Tuesday, February 8, 2011

Map/Reduce in ParaSail; Parameterized operations

The Map/Reduce paradigm popularized by Google has a long history. In APL, there is a reduction operator "/", which can be combined with an operator like "+" to reduce a vector to a scalar, by summing its individual members. That is "+/ V" adds up the elements of V producing a scalar sum. To include a map operation, you could simply insert the name of the scalar->scalar function of interest in the middle, and you get the map-reduce functionality. For example, "+/ V*2" would produce the sum of squares of the vector V ("*" is exponentiation in APL, "x" is used for multiplication).

In Google's variant of Map/Reduce, the input is a vector of key/value pairs, and the map operation takes one key/value pair and produces as output a list of key/value pairs. The reduce operation takes all values produced by any map invocation with the same key and combines them to produce a single value, or optionally a list of values, to be associated with this (output) key.

A simple, parallel version of Map/Reduce can be implemented relatively straightforwardly in ParaSail, as a single function, parameterized by the input and output types of the "Map" function:
// ParaSail Function to perform Map-Reduce operation.

function Map_Reduce
  (function Map(Input is Any<>) -> (Output is Any<>);
   function Reduce(Left, Right : Output) -> Output;
   Inputs : Vector<Input>)  {Length(Inputs) > 0} -> Output is
       // Handle singleton directly, recurse for longer inputs
       if Length(Inputs) == 1 then
         return Map(Inputs[1]);
         // Split and recurse
         const Half_Length := Length(Inputs)/2;
         return Reduce
           (Map_Reduce(Map, Reduce, Inputs[1..Half_Length]),
             Map_Reduce(Map, Reduce, 
        Inputs[Half_Length <.. Length(Inputs)]));
       end if;
end function Map_Reduce;

procedure Test() is  // Test Map_Reduce function -- compute sum of squares
      (Map => lambda(X : Integer) -> Integer is (X**2),
       Reduce => "+",
       Inputs => [1, 2, 3, 4, 5, 6]));
end procedure Test;

In ParaSail, the parameters in any call can be evaluated concurrently, so the two operands in the call on Reduce, which are recursive calls on Map_Reduce, will become separate pico-threads, allowing the Map_Reduce to be executed using a binary tree of pico-threads, providing significant potential for parallelism.

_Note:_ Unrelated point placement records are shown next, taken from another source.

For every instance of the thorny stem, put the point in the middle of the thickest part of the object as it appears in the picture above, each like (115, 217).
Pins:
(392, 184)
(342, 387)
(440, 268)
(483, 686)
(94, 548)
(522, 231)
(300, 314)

A couple of things to notice about the ParaSail implementation.  One key feature is that one parameter of an operation may provide type parameters for a later parameter.  In this case, the Map parameter has two type parameters, indicated by the use of the "type_name is interface_name<>" notation.  This says that the type (which must be an instance of module that implements interface_name) of the corresponding parameter of the actual Map function is henceforth available as type_name for use in later parameters and within the body of the operation.  It would be possible to make these instead be type parameters of an enclosing module, but it is more natural (and in some cases more powerful) to have the type parameters determined by the actual operation provided.  C++ provides a similar capability with template functions, where there is no need to explicitly specify the function template arguments, since the compiler can generally deduce the types from the call on the function, but the type parameters are not generally available outside the template function itself.  In ParaSail, the actual operation passed in for a parameter like Map can determine types that are to be used for later parameters (such as Reduce and Inputs) to the module or operation of which they are a parameter.

A second feature to notice is the use of an anonymous lambda construct in the call on Map_Reduce within the Test procedure, which allows a relatively simple operation (such as squaring) to be created at the point of call.  It would also be possible to declare a function named, for example, Square,  immediately before the call and pass that.  Note also that we can pass an operator such as "+" as the actual operation for the formal Reduce parameter.


  1. To me, the interesting part of Map/Reduce is not the mapping and reducing, but the fault tolerance features: incomplete failed jobs get restarted, etc. Do you think it would be helpful to account for that in the programming model?

  2. Fault tolerance frequently requires some notion of time-out, as well as some way to deal with resource exhaustion. ParaSail has pretty good support for both of those, the first using a queued call on a clock device, and the second using the ability of a thread to abruptly exit a multi-threaded construct while terminating the other threads. It would certainly be interesting to try to create a more realistic example using those capabilities to see whether they actually help provide the desired fault tolerance.